Debuggit: now with Data::Printer-y goodness

Short Version: I’ve released version 2.04 of Debuggit.  It allows you to substitute Data::Printer for Data::Dumper when dumping variables.

Long Version:

If I’m known for anything on CPAN (and I’m not saying I am), it’s probably for my work on other people’s modules: my co-maintenance of Method::Signatures in particular, or perhaps my co-maintenance of Test::File (both of which I’ve talked about before).  But the first CPAN module I ever released was Debuggit.
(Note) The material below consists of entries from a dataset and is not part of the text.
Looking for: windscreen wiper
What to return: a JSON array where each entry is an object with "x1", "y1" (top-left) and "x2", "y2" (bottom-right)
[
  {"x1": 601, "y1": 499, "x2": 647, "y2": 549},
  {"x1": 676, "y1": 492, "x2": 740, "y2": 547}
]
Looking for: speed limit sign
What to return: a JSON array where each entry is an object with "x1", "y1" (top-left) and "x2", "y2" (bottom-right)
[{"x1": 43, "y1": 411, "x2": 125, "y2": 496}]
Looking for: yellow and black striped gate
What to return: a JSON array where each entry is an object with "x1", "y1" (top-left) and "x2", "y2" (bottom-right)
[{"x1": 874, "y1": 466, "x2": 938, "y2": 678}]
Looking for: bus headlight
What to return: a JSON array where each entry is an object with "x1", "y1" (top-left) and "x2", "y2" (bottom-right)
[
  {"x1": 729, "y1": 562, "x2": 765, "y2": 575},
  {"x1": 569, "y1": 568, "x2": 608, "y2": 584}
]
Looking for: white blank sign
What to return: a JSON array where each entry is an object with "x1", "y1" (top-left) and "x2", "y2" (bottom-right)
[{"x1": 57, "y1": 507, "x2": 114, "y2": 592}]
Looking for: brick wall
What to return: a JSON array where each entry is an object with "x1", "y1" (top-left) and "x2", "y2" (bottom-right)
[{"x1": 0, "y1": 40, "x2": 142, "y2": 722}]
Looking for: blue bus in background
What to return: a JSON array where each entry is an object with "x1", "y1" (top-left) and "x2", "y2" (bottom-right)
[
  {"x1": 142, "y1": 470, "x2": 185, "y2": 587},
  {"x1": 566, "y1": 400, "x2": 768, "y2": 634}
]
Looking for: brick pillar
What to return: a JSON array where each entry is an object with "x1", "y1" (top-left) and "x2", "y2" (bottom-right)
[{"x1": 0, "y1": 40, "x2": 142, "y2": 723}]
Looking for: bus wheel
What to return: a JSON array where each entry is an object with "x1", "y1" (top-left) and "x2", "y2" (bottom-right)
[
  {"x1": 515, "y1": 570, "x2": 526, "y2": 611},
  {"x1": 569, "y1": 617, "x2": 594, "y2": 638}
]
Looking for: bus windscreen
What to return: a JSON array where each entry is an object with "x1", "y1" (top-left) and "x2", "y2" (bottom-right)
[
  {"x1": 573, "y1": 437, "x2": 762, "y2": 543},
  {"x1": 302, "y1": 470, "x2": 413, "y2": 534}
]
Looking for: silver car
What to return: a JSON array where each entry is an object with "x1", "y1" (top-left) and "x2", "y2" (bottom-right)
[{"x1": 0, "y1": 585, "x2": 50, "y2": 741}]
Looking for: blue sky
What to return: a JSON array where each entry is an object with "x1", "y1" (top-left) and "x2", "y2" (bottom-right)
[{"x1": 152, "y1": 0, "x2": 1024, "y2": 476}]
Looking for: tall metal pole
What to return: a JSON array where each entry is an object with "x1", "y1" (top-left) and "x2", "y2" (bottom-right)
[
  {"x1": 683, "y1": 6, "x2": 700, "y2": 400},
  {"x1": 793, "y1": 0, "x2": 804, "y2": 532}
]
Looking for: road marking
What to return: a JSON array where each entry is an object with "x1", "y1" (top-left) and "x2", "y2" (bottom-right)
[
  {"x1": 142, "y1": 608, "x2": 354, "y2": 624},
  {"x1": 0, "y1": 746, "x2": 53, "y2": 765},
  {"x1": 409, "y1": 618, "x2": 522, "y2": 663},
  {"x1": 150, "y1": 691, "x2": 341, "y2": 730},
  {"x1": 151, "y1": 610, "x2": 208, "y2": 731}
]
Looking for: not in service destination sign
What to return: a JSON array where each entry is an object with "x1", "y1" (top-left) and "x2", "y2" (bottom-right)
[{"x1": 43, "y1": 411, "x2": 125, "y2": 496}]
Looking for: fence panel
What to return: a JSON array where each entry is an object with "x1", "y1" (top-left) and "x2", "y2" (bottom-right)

I wrote a post upon the occasion, on my other blog.  I didn’t put it here, mostly because I hadn’t started this blog yet.  But also because it was more of a philosophical musing on procrastination than a useful commentary about CPAN or my particular module.

In fact, I haven’t talked much about Debuggit on this blog.  That’s partly because it’s one of those modules I wrote for me, and I don’t much care if anyone else uses it or not.  I’m not in the business of evangelizing in general, but, if I were, I’d spend my time telling you how cool Method::Signatures is, not Debuggit.  Debuggit is just a little thing, a bit nifty, but nothing you couldn’t write yourself, most likely.  Nothing you haven’t already written yourself, most likely, or at least some version of it.  But perhaps my version, which I’ve mucking about with for over 10 years now,* has something which your version(s) didn’t, or don’t, so perhaps it’s worth chatting about for a bit.  Or you can just completely ignore me; I’m fine with that too.

So the idea behind Debuggit is, sometimes you need to put output in your Perl scripts to tell you the values of variables, or just to let you know how far your program is getting before it bombs out.  You could use the debugger for this, but some people don’t like debuggers—I personally developed a distaste for them ever since I once spent 3 days tracking down a bug in a C++ program that it turned out didn’t even exist outside the debugger—or sometimes it’s hard to get to the code you need to debug (perhaps it’s in a BEGIN block, and you forgot how to make the debugger run through that, or perhaps it’s being run in mod_perl), or sometimes you just forget what all the single-letter debugger commands are and you just want an alternative.  So you start putting in print statements, until you realize that STDOUT is buffered and you might not be seeing all the statements that are executed, so you change to print STDERR statements until you realize that warn would be much easier to type, so you do that until you realize that in some mod_perl setups warn and print STDERR can go to two different places, or what if you have a SIGWARN handler or you have Carp always doing stack traces?  Anyways, you pepper your code full of output statements, of whatever stripe, until you find the problem, and then you take them all back out.

Until the next problem, when you have to put them all back in again.

So your next attempt is to create some global variable called $DEBUG which allows you turn all those output statements off at once, so now you just leave them in all the time.  Of course, now they’re in all the time: they take up memory, and they take up execution time (even though the output never gets run, the if $DEBUG is always evaluated, over and over again).  It’s not much memory or time, of course, and in most instances you’ll never even notice, but then again what if it’s in some tight loop, which is called by another loop?  You can’t guarantee that it’ll never matter if you just leave them in ... right?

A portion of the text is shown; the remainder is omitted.